Is this already known and possibly corrected in > 10.5?
Regards, Stephan
Hi Stephan Saul,
What's the use case you're thinking of, in which you'd want to keep the lock on an old non-member revision? Why do you feel it doesn't make sense to change the lock to the member revision from an old revision? After all, that is what will lead to where the next revision is stored when it's checked in, right?
Regards,
Kael
Hi Kael Lizak,
just to mention: I already found that the behaviour is "as designed" - In the 10.5 documentation, I found
"If the revision that your working file is based on is locked by you, your lock is automatically moved to the member revision before the resync
proceeds. If another user already has an exclusive lock on the member revision, you are prompted to downgrade your lock"
Our use case is the following:
A user checked out old revisions to compare them to files that were not under the version control. He did it with lock just because this is much easier. He also did this with exclusive lock because the files contained also binaries.
After compare, he did a resynchronize to get the actual versions again, not recognizing that the lock moved (because it was a bunch of files).
Other remote users in another time zone could not check in because of the exclusive lock of the member revisions and could not call the user who was already gone for the day, thus delaying work.

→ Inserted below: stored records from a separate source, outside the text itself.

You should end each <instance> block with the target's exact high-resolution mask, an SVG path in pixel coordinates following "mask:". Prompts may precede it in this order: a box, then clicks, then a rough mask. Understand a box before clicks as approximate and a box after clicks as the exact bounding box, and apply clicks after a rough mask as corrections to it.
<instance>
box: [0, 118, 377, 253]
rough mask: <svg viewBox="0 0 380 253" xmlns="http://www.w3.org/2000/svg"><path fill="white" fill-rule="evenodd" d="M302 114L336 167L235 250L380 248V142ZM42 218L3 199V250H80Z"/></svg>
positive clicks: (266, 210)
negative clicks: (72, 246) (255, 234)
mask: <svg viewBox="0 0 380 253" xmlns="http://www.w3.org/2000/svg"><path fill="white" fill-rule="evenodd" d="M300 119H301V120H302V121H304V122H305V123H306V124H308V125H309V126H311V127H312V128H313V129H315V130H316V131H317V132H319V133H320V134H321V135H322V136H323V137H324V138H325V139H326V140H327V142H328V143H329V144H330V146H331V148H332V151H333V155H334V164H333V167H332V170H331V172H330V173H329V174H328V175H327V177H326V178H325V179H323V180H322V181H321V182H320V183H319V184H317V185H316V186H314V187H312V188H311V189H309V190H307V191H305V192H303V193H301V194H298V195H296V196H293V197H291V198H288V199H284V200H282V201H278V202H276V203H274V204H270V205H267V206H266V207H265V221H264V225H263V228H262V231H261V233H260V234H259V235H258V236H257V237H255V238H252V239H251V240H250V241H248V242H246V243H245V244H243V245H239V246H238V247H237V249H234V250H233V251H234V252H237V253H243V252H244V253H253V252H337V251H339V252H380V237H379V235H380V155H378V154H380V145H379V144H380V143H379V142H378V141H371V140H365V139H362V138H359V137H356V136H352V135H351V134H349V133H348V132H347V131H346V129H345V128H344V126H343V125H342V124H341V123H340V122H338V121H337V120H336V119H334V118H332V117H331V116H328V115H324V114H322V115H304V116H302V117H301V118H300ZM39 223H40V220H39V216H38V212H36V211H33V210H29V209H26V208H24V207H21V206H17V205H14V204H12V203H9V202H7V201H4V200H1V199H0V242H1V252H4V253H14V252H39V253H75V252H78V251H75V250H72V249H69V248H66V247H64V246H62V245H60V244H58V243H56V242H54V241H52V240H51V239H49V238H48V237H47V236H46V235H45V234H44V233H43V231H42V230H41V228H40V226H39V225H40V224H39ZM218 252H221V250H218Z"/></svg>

I know that this was a rare case with some faults on the user's side, but anyways, it would be good to get at least get a msgbox for confirmation - as we get for many other situations to avoid user faults.
Regards,
Stephan
Stephan Saul schrieb:
(..)Other remote users in another time zone could not check in because of the exclusive lock of the member revisions and could not call the user who was already gone for the day, thus delaying work.
(..)
Hi Stephan,
Delay is not necessary cause at least a key user in same time zone should have possibility to downgrade moved exclusive locks that work can be proceeded without delay. But you are right, the "move lock" activity is surprising as a follow-up of a synchronisation, and I'm interested of the use case PTC Program Management had in mind to order this change.
Dear Kael Lizak,
is there any chance that you can find out?
Best regards,
Klaus
Klaus Hoppe schrieb:
Dear Kael Lizak,
is there any chance that you can find out?
Best regards,
Klaus
Kael Lizak:Any news on this?
This is already true for Version 10.4.
So there is also an additional archeological aspect of when this "change" did happen
If I would guess for the motivation I would say it is based on the usability assumptions:
a.) If a user has a lock in a members archive he wants to work on it.
b.) If a users resynchronizes having a lock than he still wants to work on that member, but he doesnt
want to branch (anymore).
For the most use cases I find this behaviour somehow user friendly (except that trap with the unintended exclusive lock).
I think the main problem here is that checking out non member revision is mainly designed for a planned branch.
For good reasons locking is also encouraged for checking out.
For such "archeological" tasks as comparing revisions to other local files than the working
file checking out non member revisions is a poor tool.
Support for exporting archives to multiple files (1.1@App.exe, 1.2@App.exe...) would be way better.
For non binary files this would also offer the possiblity to search for keywords across revisions.
For this specific problem a special "check out (NOLOCK)" in the member history context menu could at least help to avoid the locking problem.
BTW:
For a workflow without user interaction regarding synchronisation and lock handling I would prefer
the default behavior to be rather something like:
Release the lock if sychronisation would change member resp. working revision
Leaving the lock on a non member revision might also be a bad surpprise.